Shield your Firewall to Strive Against Sensitive Data Disclosure

Q: How can this vulnerability be mitigated?

Mitigation involves implementing strict input normalization to block directory traversal attacks, updating to patched pfBlockerNG versions, and following secure coding practices for resource access restrictions.

Introduction

Firewalls are critical barriers in network security, but weaknesses in their configuration or underlying software can expose sensitive data to unauthorized access. This blog post explores a specific vulnerability discovered in pfSense, a widely trusted open-source firewall solution popular among small and medium enterprises. The issue, stemming from the pfBlockerNG package, allows authenticated attackers to perform arbitrary file reads and deletions through path traversal attacks, potentially leading to data disclosure, system disruption, or further exploitation.

Key Takeaways

pfSense's pfBlockerNG package is vulnerable to path traversal, enabling authenticated admins to download sensitive files (e.g., /etc/passwd) or delete arbitrary files.
The vulnerability arises from insufficient input validation and reliance on third-party libraries, allowing bypass of access restrictions.
Attackers can exploit this to read protected information, delete critical files, or facilitate code execution on the server.
Mitigation involves normalizing user input to prevent directory traversal attacks and applying relevant patches.

A weak firewall can cost you a lot and most importantly if the firewall is very feeble in countering the un-authorized access, there is a clear cut way to expose the targeted sensitive data along with:

Illegal access to protected information
Manipulation of the credential data
Spread, Span or Scam the sensitive data
Access illegal sites/ Downloads illegal softwares etc.,

During a part of our research program, we came across such flaccid firewall of a renowned network protector, pfSense., which typically serves as DHCP server, DNS server, WIFI access point, and VPN server which run on the same hardware device. Many small and medium enterprises implement pfSense which is captioned as world's most trusted open source firewall.

This software easily paves the path to un-ethical intruders to access the sensitive information available in the root directories, read them and can delete them effortlessly but cannot write them. We have also observed here that, pfSense is vulnerable to this type of attack as it is depending on third party libraries to address some functionality.

We have furnished our research process in detail to bring awareness on how easily the firewall can be bypassed to attack the crucial data.

Repository: - https://github.com/pfsense/pfsense-packages/tree/master/config/pfblockerng

Issues: - Arbitrary file download and deletion in pfblockerNG package.

Vulnerability Description: - The software does not strongly restrict or incorrectly restricts the access to a resource from an unauthorized actor.

Steps to reproduce:

Login as an admin and visit https://192.168.1.1/pfblockerng/pfblockerng_log.php.
Select log/file type (like DNSBL files).
For (DNSBL files), select file from log/file selection. For example, taking the first one in our case (Abuse_DOMBL.txt).
Now you'll be able to see the log file details (like log file path and option to download, delete).
To reproduce the issue, click on delete option you'll see the prompt. Before clicking 'ok' intercept the POST request and modify the "logfile" parameter to '/usr/local/www/crash_reporter.php' and forward the request.

Similarly for download file option, intercept the POST request and modify the 'logfile' parameter to '/etc/passwd' and forward the request.

Exploitation:

An attacker can exploit the delete in pfblockerNG, log browser functionality to remove files available in the project directory.

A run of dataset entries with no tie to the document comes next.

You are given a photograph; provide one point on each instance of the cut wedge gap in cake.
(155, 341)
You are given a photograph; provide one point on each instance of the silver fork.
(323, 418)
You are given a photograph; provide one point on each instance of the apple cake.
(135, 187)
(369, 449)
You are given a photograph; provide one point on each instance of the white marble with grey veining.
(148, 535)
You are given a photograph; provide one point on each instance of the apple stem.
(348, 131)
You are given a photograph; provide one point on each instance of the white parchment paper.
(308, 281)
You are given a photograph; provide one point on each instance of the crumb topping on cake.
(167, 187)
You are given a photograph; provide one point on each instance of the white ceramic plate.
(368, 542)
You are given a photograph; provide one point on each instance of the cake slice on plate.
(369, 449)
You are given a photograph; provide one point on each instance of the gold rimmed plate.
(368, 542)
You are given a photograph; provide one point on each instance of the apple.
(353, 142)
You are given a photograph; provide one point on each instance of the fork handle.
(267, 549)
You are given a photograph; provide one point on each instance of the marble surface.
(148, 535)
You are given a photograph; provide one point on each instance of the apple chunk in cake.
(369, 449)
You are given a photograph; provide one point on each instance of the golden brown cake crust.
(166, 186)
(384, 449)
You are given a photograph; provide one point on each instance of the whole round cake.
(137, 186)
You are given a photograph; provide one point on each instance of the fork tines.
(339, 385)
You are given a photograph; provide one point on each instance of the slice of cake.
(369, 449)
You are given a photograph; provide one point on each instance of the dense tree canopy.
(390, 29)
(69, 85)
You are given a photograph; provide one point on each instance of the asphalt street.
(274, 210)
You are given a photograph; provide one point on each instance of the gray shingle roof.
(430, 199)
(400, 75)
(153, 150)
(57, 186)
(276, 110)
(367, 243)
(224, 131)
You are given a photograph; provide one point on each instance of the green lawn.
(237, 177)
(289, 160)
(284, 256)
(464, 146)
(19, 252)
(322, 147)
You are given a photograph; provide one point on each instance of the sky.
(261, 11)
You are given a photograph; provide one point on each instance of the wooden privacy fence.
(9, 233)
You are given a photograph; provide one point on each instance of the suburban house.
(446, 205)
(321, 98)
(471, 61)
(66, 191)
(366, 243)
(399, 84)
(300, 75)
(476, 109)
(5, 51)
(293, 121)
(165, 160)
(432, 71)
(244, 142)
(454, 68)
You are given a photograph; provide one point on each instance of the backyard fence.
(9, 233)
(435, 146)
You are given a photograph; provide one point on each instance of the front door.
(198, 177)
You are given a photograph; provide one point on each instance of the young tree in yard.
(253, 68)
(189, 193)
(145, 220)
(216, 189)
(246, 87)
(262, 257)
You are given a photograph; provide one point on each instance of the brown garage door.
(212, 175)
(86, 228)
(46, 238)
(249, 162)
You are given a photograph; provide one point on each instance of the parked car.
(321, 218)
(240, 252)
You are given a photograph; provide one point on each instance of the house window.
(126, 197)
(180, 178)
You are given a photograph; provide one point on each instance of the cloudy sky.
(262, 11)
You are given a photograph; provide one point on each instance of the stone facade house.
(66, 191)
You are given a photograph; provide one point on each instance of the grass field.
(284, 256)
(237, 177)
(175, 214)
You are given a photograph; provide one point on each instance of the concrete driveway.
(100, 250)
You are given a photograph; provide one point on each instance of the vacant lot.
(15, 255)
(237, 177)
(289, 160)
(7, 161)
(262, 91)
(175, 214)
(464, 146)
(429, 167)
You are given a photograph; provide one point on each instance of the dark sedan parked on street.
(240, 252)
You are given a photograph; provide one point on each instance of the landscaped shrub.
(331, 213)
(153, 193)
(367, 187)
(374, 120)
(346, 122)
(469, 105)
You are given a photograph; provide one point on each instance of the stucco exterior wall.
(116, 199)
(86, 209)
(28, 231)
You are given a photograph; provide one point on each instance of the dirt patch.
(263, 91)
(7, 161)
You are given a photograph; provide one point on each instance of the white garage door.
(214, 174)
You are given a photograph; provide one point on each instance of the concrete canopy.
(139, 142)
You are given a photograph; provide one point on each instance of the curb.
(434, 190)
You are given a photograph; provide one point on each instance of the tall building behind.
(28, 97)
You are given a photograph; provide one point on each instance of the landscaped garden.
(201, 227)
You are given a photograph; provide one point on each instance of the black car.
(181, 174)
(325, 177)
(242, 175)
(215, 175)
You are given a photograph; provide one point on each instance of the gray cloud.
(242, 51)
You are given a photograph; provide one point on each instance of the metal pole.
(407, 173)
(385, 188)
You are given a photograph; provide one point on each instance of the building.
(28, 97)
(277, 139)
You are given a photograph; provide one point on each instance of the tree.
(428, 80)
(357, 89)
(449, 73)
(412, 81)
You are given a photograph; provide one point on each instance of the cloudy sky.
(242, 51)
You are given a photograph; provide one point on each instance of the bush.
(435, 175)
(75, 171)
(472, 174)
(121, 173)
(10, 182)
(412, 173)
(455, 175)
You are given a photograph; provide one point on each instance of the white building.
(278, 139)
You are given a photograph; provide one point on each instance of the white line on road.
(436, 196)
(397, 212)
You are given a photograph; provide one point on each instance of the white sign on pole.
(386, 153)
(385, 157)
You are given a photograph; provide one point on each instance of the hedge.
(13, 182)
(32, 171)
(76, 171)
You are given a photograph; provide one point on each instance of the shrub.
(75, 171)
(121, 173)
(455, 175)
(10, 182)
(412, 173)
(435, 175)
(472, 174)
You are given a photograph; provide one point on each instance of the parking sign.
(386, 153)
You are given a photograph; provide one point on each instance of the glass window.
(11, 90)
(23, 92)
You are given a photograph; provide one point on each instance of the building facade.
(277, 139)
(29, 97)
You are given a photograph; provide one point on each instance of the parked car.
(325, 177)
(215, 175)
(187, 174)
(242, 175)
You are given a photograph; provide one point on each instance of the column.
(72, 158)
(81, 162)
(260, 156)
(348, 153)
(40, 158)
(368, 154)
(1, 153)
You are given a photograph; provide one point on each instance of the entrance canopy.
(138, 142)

Apart from that particular file, we also managed to delete the any file available in the other directory; an attacker can make use of the capability of arbitrary file deletion to circumvent some security measures and to execute arbitrary code on the webserver.

passwd file content

Mitigation: To protect the application from this weakness it is advised to follow these instructions:

Normalizing user-supplied input against such attacks like Path/Directory Traversal

Conclusion:

Loginsoft is a dedicated web security assessment and research company with an exceptional team of white hat professionals who are always on job to assist on-demand open source applications from the perspective of cyber security. We are ever ready to offer our assistance to strengthen your security walls.

FAQs

1. What is the main vulnerability discussed in this pfSense issue?

The pfBlockerNG package in pfSense suffers from a path traversal vulnerability, allowing arbitrary file downloads and deletions by manipulating the 'logfile' parameter in POST requests.

2. Who can exploit this vulnerability?

It requires authentication as an admin user, so it's exploitable by anyone with valid admin credentials or through credential compromise.

3. What files can be accessed or deleted?

Attackers can download readable files like /etc/passwd and delete files across directories, including those outside the intended project scope (though writing new files is not possible).

4. How can this vulnerability be mitigated?

Implement strict input normalization to block path/directory traversal attacks, update to patched versions of pfBlockerNG, and follow secure coding practices for resource access restrictions.

5. Is pfSense still recommended despite this vulnerability?

pfSense remains a powerful open-source firewall, but organizations should apply security updates promptly, monitor for vulnerabilities, and conduct regular security assessments.